Hypersonic space planes may someday fly into space from airport runways, but an Italian aerospace firm first wants to test whether such futuristic vehicles could still pull off high-speed maneuvers during the fiery re-entry into Earth’s atmosphere.
The Italian Center for Aerospace Research (CIRA) in Capua, Italy has prepped a new unmanned prototype space plane called Pollux for a possible flight in March. Pollux would perform several test maneuvers while reaching a top re-entry speed of Mach 1.2.
“We want to fly while re-entering, and we want to reduce the logical gap between aeronautics and space,” said Gennaro Russo, CIRA’s Space Programs lead and USV (Unmanned Space Vehicles) program manager.
A less-advanced twin to Pollux, the engineless prototype space vehicle named Castor, successfully flew at transonic speeds between altitudes of about 10 and 6.2 miles, and reached a top speed of Mach 1.08, or just above the speed of sound.
Pollux is designed to reach its drop height of about 15 miles courtesy of a stratospheric balloon. Upon release, the space vehicle is expected to carry out pre-programmed aeronautic maneuvers where it pulls its nose up, conducts an angle of attack maneuver, a two-bank turn maneuver, and then finish with another nose-up maneuver before opening its parachute at a height of just over 3 miles.
All those twists and turns would allow the 500 experimental sensors aboard Pollux to record the acceleration, aerodynamic pressures, and strain throughout. That information will go a long way toward helping researchers figure out what maneuvers a hypersonic vehicle could pull off as it comes in for landing from space, researchers said.
“Being able to handle the flight and not simply the drop along a re-entry trajectory, you will be able to select the landing spaceport regardless of the weather conditions during the re-entry,” Russo told SPACE.com.
Like its twin Castor, Pollux is a 30-foot-long flying test vehicle with a wingspan of 13 feet, and a weight of 2,910 pounds.
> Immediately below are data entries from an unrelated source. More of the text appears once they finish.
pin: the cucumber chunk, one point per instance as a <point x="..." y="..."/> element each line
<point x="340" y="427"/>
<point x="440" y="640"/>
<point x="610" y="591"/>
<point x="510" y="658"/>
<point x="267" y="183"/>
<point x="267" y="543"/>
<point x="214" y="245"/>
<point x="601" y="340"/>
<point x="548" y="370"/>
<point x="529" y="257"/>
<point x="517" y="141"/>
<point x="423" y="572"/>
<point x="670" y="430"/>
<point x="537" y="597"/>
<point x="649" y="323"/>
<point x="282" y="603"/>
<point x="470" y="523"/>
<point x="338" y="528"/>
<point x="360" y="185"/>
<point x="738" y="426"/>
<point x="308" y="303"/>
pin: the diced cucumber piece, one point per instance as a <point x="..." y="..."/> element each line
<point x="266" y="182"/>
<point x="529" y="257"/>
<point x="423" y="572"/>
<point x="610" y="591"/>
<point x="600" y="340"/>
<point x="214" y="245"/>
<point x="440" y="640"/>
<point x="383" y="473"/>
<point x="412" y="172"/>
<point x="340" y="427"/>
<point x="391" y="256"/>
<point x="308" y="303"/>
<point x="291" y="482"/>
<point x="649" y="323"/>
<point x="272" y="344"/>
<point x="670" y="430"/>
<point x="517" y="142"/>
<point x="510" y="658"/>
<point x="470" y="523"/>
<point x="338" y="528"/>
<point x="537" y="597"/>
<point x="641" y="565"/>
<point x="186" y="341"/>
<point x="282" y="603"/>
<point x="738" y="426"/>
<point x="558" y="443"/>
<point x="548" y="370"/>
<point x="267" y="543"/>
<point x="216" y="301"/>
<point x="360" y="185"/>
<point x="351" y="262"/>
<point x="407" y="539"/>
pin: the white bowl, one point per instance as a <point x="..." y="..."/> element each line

But Pollux has more advanced control systems that allow the unmanned space vehicle to autonomously make its own last-minute tweaks for flight patterns.
Pollux also has a single-stage parachute, rather than the three-stage parachute used by Castor in 2007. Castor’s three-stage parachute did not slow it down enough to avoid some damage upon landing two years ago, but Pollux’s handlers seem confident that they can better control the newer prototype and slow it down enough to require just the single-stage parachute.
Two experiments are also slated to ride piggy-back aboard Pollux.
The first is a systems-on-a-chip designed by the company Strago Ricerche, which will help gauge accelerations for the flight. The second is a physics experiment by second grade schools of Italy’s Apulia region that will survey atmospheric opacity due to aerosols.
The flights of Castor and Pollux may also help inform other ongoing efforts to develop space planes. The British company Reaction Engines Limited received initial funding last year from the European Space Agency and British government to begin developing its Skylon space plane concept.
The U.S. Air Force has its own secretive space plane set for launch later this year.
Russo and CIRA have already begun planning beyond their twin space vehicle prototypes. A hypersonic version that could reach Mach 7 or 8 is on the drawing boards due to collaboration with the University of Queensland and Australia’s Department of Defense.